Paola Chiara Masuzzo, nella puntata Eppur si muore della sua newsletter Fate ə monellə, specifica: «Ho sempre pensato che dare un nome alle cose fosse uno strumento potente per avvicinarle un po’ a sé, per conoscerle meglio, per esorcizzarle, se necessario. Per creare contenitori di culture, sapienza, vicende umane, tradizioni, storie grandi e belle o tristi e terribili. Le cose esistono, ma indicarle non è mai sufficiente. Per comprenderle, perché diventino discutibili, oggetto di confronto, di ricerca, di crescita, occorre che abbiano un nome».
«Stiamo abbandonando il linguaggio della morte. Il timore di dire qualcosa di sbagliato a persone in fin di vita o in lutto porta amicizie e famiglia a non dire nulla, a “parlare positivo” o a evitarle del tutto. [...] Parlare di morte è diventato sconveniente. Forse, sta persino diventando scortese morire», scrive Kathryn Mannix in Enough of the euphemisms.

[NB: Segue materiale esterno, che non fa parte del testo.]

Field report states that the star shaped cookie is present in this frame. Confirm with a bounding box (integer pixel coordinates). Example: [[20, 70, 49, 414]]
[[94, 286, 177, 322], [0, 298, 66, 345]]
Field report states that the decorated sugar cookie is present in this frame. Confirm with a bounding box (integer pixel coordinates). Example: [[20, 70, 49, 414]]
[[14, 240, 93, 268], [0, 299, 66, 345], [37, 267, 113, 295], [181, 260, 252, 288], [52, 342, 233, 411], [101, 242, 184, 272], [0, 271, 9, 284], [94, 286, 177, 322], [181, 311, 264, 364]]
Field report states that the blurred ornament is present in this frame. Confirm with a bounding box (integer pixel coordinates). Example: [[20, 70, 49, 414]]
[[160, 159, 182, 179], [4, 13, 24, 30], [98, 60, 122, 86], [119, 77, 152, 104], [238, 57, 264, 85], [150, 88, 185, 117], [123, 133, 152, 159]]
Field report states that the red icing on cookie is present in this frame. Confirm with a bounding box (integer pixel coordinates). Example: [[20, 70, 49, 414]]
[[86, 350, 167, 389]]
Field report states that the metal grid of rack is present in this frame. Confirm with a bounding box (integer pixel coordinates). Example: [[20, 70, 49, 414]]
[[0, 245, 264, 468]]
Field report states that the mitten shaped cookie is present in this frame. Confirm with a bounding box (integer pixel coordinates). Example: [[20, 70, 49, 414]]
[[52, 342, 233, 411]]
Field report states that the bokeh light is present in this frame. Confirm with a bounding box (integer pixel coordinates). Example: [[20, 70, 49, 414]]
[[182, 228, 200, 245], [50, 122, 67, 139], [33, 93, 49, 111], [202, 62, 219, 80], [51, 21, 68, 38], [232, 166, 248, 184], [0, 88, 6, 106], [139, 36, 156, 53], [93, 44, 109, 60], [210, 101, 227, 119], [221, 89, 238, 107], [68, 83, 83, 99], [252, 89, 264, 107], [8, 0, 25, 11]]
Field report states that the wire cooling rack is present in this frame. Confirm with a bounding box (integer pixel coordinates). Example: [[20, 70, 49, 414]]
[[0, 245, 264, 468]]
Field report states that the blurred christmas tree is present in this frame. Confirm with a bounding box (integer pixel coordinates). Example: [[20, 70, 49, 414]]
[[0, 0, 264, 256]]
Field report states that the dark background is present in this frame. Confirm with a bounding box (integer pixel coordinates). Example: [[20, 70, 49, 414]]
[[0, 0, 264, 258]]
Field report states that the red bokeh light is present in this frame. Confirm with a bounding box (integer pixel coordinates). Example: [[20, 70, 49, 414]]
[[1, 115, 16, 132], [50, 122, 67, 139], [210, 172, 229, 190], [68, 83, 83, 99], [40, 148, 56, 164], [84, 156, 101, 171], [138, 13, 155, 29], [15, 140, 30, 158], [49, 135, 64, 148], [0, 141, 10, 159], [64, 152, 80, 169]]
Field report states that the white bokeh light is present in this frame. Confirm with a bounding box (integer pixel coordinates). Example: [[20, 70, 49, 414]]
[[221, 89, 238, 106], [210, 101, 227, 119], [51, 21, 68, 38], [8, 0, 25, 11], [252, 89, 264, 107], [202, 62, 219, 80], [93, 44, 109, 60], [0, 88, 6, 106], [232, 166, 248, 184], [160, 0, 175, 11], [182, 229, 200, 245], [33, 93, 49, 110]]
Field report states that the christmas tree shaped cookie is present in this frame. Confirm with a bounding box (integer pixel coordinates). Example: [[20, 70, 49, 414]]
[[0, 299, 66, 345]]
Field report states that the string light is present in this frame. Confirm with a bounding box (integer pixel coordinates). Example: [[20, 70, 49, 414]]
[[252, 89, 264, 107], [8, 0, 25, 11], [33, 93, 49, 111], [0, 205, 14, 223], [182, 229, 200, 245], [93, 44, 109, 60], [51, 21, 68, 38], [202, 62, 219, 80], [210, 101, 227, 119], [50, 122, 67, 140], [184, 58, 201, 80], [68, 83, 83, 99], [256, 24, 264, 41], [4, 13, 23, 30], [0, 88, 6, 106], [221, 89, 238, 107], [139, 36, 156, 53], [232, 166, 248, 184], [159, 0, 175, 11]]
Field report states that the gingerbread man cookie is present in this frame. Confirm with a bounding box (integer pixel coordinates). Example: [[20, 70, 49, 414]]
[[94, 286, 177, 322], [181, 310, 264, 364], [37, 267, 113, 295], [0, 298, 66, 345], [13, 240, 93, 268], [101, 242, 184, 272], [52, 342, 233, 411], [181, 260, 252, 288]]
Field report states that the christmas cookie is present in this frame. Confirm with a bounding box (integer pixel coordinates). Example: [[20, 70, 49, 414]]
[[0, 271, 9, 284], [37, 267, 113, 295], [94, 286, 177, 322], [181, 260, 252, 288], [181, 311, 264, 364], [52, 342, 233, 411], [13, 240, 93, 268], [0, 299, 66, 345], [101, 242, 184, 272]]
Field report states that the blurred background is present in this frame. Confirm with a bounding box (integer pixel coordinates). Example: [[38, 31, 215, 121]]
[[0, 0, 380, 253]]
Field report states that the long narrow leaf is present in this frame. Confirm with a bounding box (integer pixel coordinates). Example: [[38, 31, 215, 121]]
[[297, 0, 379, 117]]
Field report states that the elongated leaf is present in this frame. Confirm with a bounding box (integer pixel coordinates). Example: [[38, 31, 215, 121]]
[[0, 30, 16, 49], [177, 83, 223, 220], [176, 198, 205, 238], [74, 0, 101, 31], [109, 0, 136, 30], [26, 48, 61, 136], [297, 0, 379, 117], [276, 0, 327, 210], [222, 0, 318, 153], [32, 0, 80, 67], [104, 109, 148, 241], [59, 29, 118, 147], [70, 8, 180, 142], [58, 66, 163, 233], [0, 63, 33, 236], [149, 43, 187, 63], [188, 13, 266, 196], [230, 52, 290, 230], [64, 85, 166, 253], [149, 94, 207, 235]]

Let’s talk about death openly and honestly, sul «Guardian» (traduzione mia).
Non conto nemmeno le volte in cui ho risposto stizzita alla domanda «Com’è scomparso tuo marito?». Non solo per la sua indelicatezza – cosa cambia saperlo, a una persona che non mi conosce e non lo conosceva? Comunque: «Federico non è scomparso, non l’ho perso, non è mancato: è morto». Questa è la mia risposta standard, le volte in cui decido di rispondere.
La verità è che non parliamo apertamente della morte, ma ne abbiamo terrore, proprio perché non sappiamo cosa aspettarci. Lo spavento e l’inadeguatezza aumentano all’aumentare dell’improbabilità dell’avvenimento (la morte di un marito, una moglie, un compagno o una compagna in giovane età, un figlio, una figlia). E quindi aumentano di conseguenza anche le domande pruriginose, le parole sbagliate, i commenti inopportuni. Sarà per evitarli, quindi, che tante persone si dileguano dalla vita di chi subisce un lutto?
Dopo la morte di Federico, ho anche imparato a odiare la domanda «Come stai?». Lo so, sembra innocua, e pure piena di cura. Ma lo è davvero? Chi ti è vicino lo sa, come stai, senza bisogno di chiedertelo. E chi non ti conosce, perché, esattamente, vuole saperlo? Gli interessa davvero, o c’è della curiosità morbosa, legata al tentativo di esorcizzare la paura atavica della morte attraverso l’osservazione dell’esperienza altrui?
Davide Cardile racconta la sua reazione al «Come stai?» nella puntata Non è ok (non) essere ok (Un anno dopo) della sua newsletter Ci sono parole: «Le persone ci tengono a chiedermelo. E io già da tempo mi sono stancato di rispondere. Non perché non voglia parlare con le persone ma solo perché ogni risposta sarebbe sbagliata, parziale, o troppo poco articolata per avvicinarsi alla realtà. Oppure perché capisco benissimo che non è ciò che le persone vogliono sentire quando chiedono “come stai?” E capisco benissimo che non è neanche questione di cattiveria. È solo che ci sono distanze difficili da colmare, prospettive che non permettono di avere la stessa visuale e capire».
La domanda «Come stai?» costringe la persona che la riceve a rispondere con una pietosa bugia – «Bene», «Non c’è male», «Dai, non mi lamento» – oppure con la verità. Che, almeno nei primi tempi, non è mai bella. Raccontare come ti senti dopo che hai subito un lutto è devastante. E se anche la persona che te lo chiede ti becca in un raro momento di serenità o svago, il «Come stai?» ti costringe a pensare a come ti senti e a verbalizzarlo. Insomma: magari tu stavi solo cercando di passare un pomeriggio sereno, e invece ti tocca esplorare di nuovo il tuo dolore.
Queste riflessioni sono personali, e so che non appartengono a tutte le persone in lutto. Ma credo che diano una prospettiva diversa dalla narrativa sulla morte a cui ci hanno abituato, e siano più diffuse di quanto crediamo. Se solo riuscissimo a parlare più spesso di morte, e ad ascoltare le poche persone che lo fanno, senza scappare.